According to New York law, a Court has the discretion to impute income to a parent where the parent received money, goods or services from a relative or friend. For example, a Court may impute income to a party based on the value of a rent-free home provided for him by a relative.
A common scenario in the world of divorce law is that after the parties separate one party goes and lives with a friend or relative while they are looking for a new place to live. This really is not what this rule is designed to address. My practical experience on this point is that if this clearly is a transitory situation, a court is not going to impute any income. However, where this is a permanent arrangement, courts will consider it.
For example, a client's spouse went to live with his sister when he was removed from the marital residence pursuant to an Order of Protection. When we went to Family Court for support the next month, there was no discussion of imputing income for his rent-free accommodations. He said that he was looking for a place to live and had not yet found one. A year later when were ready to start the divorce trial and he still was living at his sister's place. He had no evidence that he paid her anything for rent. At that time we were able to impute some income to him for the rent-free accommodations.

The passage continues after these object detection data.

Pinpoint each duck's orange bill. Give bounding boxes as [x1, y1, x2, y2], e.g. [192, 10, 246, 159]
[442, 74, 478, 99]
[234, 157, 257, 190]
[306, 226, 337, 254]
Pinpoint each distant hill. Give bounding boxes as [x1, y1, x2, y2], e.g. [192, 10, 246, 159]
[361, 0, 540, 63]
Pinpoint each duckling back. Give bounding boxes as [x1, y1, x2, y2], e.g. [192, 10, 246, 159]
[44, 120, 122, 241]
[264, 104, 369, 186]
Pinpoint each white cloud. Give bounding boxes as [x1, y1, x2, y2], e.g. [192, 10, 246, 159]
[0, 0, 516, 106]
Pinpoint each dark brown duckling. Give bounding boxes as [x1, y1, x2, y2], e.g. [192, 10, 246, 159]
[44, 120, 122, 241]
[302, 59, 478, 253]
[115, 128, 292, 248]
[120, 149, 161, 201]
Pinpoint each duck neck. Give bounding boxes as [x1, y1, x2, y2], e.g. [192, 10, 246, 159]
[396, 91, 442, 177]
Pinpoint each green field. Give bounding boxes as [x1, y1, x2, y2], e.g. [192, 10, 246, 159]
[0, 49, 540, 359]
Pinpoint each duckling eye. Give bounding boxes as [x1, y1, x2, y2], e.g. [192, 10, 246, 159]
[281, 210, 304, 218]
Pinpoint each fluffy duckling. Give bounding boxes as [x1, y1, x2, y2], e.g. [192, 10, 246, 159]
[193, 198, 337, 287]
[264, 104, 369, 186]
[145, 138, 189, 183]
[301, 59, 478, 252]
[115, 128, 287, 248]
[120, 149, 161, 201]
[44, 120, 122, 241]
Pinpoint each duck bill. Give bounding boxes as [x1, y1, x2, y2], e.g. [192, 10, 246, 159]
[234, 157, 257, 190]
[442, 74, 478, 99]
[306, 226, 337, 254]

In another case, my client's husband lived in a house owned by his parents. His parents lived next door in another free standing dwelling. He paid his parents no rent, although he paid the real property taxes and home owners insurance on the house in which he lived. These totaled around $3600 per year. We showed that a comparable house would rent for about $1400 per month based upon a number of published sources including print and on-line advertisements for rental homes and apartments. We were able to convince the Judge that the husband therefore received the benefit of $1100 per month of free housing from his parents. This figure then was added into his income for the purposes of calculating child support.